If one word could describe the last month, it would be "hustle". The May workload on the farm is very heavy, but the urgency of the tasks are heightened by the fact that everything is finicky at this time of year. Transplants are fragile, newly seeded crops need ideal conditions for germination, and weather is erratic, ranging from freezing to plus 30 C. With conditions like this, it seems every crop has teetered on the edge of life at some point. The rewarding part is to see that our plots have really come alive in this last month, and now that the weather is stabilizing, the crops are beginning to settle in comfortably.
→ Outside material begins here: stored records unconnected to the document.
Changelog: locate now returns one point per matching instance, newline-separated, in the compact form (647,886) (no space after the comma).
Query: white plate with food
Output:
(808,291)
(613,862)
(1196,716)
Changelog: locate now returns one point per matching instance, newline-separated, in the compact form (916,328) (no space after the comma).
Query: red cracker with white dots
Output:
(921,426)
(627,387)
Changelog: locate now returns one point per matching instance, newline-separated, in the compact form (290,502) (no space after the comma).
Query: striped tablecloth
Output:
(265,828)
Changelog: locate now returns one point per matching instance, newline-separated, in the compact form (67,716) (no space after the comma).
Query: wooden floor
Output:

Amid all of the hustling, there have been some highs and lows. On the positive side, our onion and potato crops are looking really healthy and we have had success with some really early crops of snap peas, beets, and carrots. Well that is until the cutworms ate the carrots. Each of these crops required a few special tricks and extra energy to get ahead of the game, but they are really flying now. You can see the peas already climbing the trellis in the photo below from last week.
The lows have been mostly on account of the cutworm. The cutworm is the larvae of a moth that hides in the soil during the day and comes out at night to feed. Plants can generally recover from a few holes in their leaves, but what cutworms really like to do is wrap their bodies around the base of a plant and chew right through the whole stem, ending its life. The photo below shows a cutworm in my hand and a new tomato transplant in the background. We have lost about 25% of our tomatoes, 75% of our early crop of carrots, and 10% of our squash to these little critters and have been busy replanting to fill in the gaps. We are also now experimenting with some plant protection strategies. If you ever find evidence of cutworms in your garden, don't underestimate how much damage they can inflict. Thankfully, they are only present at one of our plots.